4.6. Limitations and Implications
Although this paper adopted the SVM model to extract the flood water body information on the GEE platform and proposed a function model to remove the influence of the mountain shadows, thereby further improving the accuracy of large-scale flood monitoring, there were still some shortcomings in this paper. The first was the single data source. This paper used Sentinel-1 images to monitor floods, which were difficult to use to meet the requirements for large-scale floods. In the future, multi-source remote sensing images such as GF-3 and Landsat 8 can be combined. The second was the linear model to remove the effect of mountain shadows. It is not ideal, and the model can be improved in the future to improve the removal rate of mountain shadows. In addition, with the development of machine learning algorithms, new algorithms are constantly being used for flood monitoring [
14,
43]. In the future, we can apply more algorithms to find the most suitable algorithm for flood monitoring. Finally, for large-scale watershed flooding, it is difficult to grasp the evolution trend and characteristics of floods. This paper only selected three typical lakes to analyze flood disasters. More lakes and rivers can be selected for research in the future.
5. Conclusions
Based on the GEE cloud platform and Sentinel-1 SAR images, this paper used the SVM model to extract flood water bodies during floods, and then analyzed the flood disaster situation in the MLB to solve the low accuracy of the extraction of large-scale watershed flood disasters and the difficulty of removing mountain shadows. The results showed that: (1) the evaluation index accuracy and kappa coefficient of the trained SVM model in the testing dataset were 97.77% and 0.9521, respectively. (2) Compared with the other three methods for removing mountain shadows, the linear function model proposed based on samples had the best effect, and its shadow recognition rate was 75.46%. Applying the function model to the flood water body extraction maps could mitigate the interference of mountain shadows. (3) We analyzed flood disasters based on multi-temporal flood water body extraction maps. The flood inundated a total of 8526 km2 of land, of which cropland was the most severely damaged, accounting for 72.25% of the total inundated area. The flood seriously damaged the agricultural production in the MLB.

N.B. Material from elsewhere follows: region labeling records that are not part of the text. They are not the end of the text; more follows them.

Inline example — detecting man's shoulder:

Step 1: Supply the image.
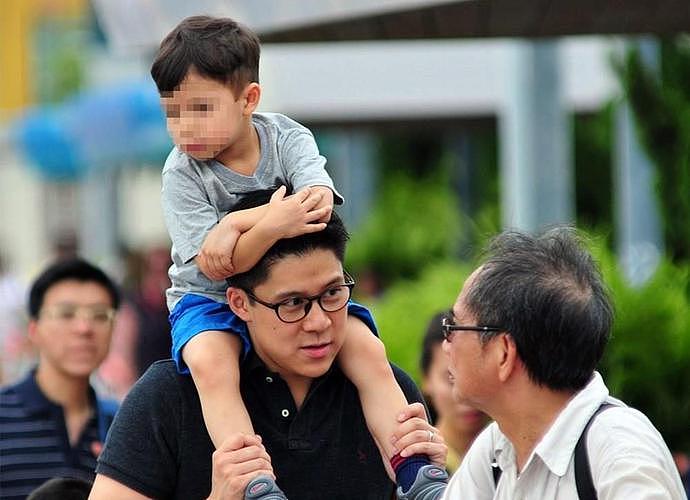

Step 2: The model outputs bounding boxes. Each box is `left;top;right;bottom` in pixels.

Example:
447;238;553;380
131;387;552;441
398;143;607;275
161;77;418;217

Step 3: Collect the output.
0;372;35;408
587;404;663;451
0;381;23;412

Remote sensing images are used as the record of surface information, and there are differences between the information extracted from images and actual surface information. Although the flood monitoring method in this paper has high accuracy, the bias of the SAR images for recording surface information, the error of flood information extraction, and the difficulty in carrying out accuracy assessment on a large scale, lead to the uncertainty of flood monitoring accuracy. We chose good quality remote sensing images and an intelligent algorithm to reduce this uncertainty. In the future, accuracy assessment can be carried out in more areas to reduce the accuracy uncertainty of flood monitoring.

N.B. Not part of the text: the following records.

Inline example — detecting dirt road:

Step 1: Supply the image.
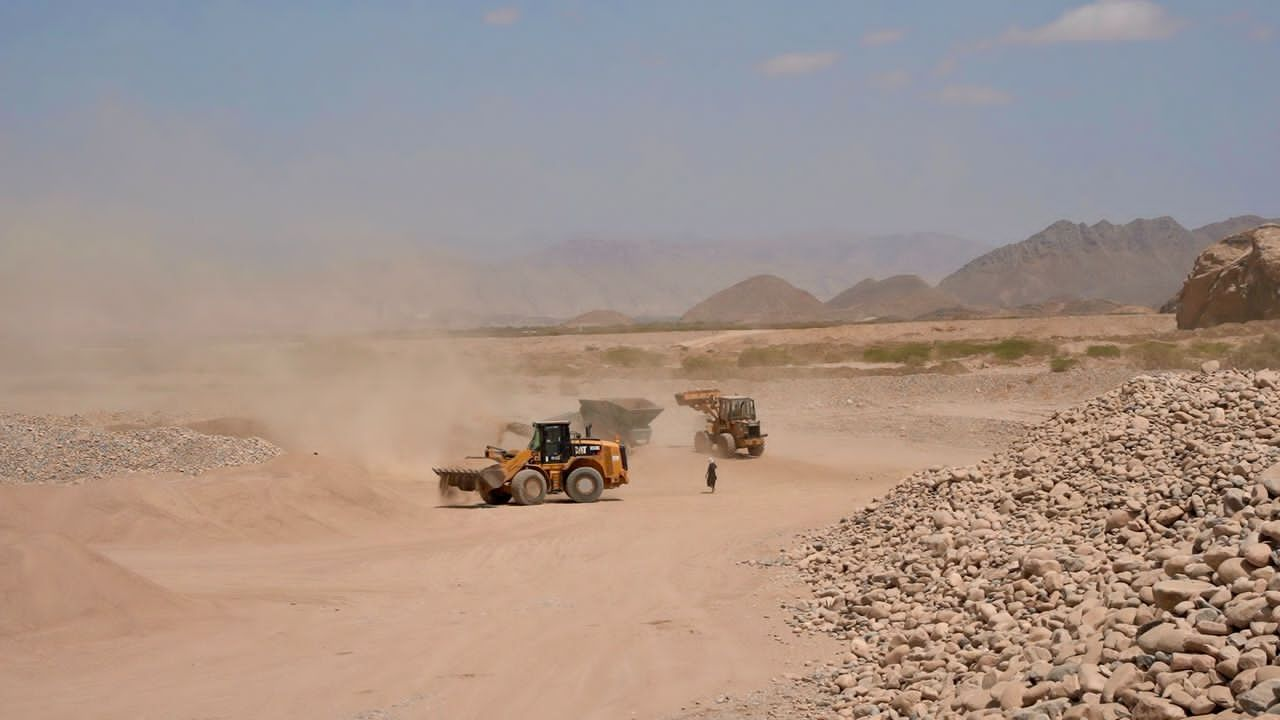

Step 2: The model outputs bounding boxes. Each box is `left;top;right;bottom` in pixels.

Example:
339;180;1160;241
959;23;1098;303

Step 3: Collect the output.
0;427;978;719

The flood monitoring method and technical process in this paper can be used in actual flood monitoring, which has high production efficiency. It can provide important support for emergency response and disaster relief of relevant departments, and is of great significance to improve disaster emergency management capability, and provide important guarantees for subsequent studies such as flood development trend and post-disaster damage assessment.